"GANZ SCHÖN BIST DU MARIA"
von H.H. Pfarrer Alois Aßmayr
Wir hätten allen Grund das Fest Maria Unbefleckte Empfängnis mit großer Freude und Dankbarkeit gegen Gott und auch gegen Maria zu feiern. Ist doch ihr unbeflecktes Ins-Daseintreten etwas ähnliches wie das Aufgehen des Morgensternes, der das baldige Ende der Nacht ankündigt. Maria ist noch nicht der ersehnte Erlöser, aber sie bringt den Erlöser und kündigt daher das baldige Ende der Nacht,des Unfriedens mit Gott, dem Herrn an. Maria ist daher unsere Hoffnung.
Maria war von Gott als die Mutter des Mensch werdenden Gottes-Sohnes ausersehen, die dann auch einmal Königin des Himmels sein sollte, wenn sie bei Erfüllung ihrer Aufgabe nicht versagen würde. Für die Lösung der ihr zugedachten Aufgabe ist Maria auch mit allen nötigen Gnaden und Gaben versehen worden. Der Herr stattet ja jeden Menschen mit allem das, was er zur richtigen Lösung der ihm zugedachten Aufgabe bracht. Freilich ist dabei die treue Mitwirkung und das demütige Wirkenlassen der Gnaden und Gaben notwendig. Wem der Herr mehr zumutet, dem gibt Er auch mehr.
Der Herr hat Maria ungeheuer viel zugemutet: Sie soll ein ganz sündenloses Leben führen, wie es sich für die Mutter des Mensch werdenden Gottes-Sohnes geziemt, dann soll sie auch ein Opferleben führen, ähnlich dem des Erlösers. Als Mutter des Erlösers mußte Maria ja notwendigerweise an Seinem Leiden teilnehmen. Was daher von Maria gefordet wurde, davon haben wir nur eine blasse Ahnung.

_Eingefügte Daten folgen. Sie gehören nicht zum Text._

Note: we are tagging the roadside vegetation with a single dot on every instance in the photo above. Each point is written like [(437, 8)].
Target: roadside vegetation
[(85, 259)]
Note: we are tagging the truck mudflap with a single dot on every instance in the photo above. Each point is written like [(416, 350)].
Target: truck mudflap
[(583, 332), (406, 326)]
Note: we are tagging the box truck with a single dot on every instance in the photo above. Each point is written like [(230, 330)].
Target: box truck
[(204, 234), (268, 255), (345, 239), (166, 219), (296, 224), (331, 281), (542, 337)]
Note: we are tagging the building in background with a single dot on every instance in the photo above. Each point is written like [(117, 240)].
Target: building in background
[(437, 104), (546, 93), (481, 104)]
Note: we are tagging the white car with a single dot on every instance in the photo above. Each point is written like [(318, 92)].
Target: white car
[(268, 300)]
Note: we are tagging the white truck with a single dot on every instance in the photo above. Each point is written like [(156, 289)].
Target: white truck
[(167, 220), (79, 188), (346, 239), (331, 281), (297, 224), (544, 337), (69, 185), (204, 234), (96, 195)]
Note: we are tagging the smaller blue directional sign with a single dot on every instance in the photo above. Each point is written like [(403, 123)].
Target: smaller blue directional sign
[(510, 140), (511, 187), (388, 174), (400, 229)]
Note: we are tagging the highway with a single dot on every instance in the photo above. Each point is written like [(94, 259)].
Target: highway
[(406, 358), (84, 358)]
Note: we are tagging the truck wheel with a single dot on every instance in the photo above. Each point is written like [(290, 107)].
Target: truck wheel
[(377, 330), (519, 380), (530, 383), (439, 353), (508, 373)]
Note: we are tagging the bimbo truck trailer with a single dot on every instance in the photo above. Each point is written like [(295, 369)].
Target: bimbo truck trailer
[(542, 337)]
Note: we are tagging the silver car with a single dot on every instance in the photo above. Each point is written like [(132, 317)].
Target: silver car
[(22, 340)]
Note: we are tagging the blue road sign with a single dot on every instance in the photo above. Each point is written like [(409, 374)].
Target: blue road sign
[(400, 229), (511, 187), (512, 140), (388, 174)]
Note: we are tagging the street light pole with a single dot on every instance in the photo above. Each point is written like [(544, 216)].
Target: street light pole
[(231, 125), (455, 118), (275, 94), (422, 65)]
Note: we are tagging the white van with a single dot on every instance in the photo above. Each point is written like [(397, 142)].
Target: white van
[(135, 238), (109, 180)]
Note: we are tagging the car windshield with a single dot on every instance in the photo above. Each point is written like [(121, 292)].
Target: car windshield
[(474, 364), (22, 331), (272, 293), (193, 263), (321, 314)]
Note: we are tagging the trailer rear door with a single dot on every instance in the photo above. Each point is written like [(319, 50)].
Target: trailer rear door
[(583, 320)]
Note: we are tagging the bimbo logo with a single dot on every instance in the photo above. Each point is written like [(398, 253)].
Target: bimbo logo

Fordert der Herr von Seinen gewöhnlich begnadeten Dienern schon sehr viel, wie wir aus eigner Erfahrung wissen, dann um so mehr von den besonders Begnadeten, wie wir aus der Geschichte der Heiligen wissen. Maria hat der Herr so reich mit Gnaden und Gaben ausgestattet wie kein anderes Geschöpf. Darum hat Er von Maria erst recht viel verlangt. Trotzdem hätte auch Maria versagen können, wie Eva versagt hat. Maria aber hat nie versagt. Sie ist ganz rein erschaffen worden, ist aber auch ganz rein und sündenlos geblieben.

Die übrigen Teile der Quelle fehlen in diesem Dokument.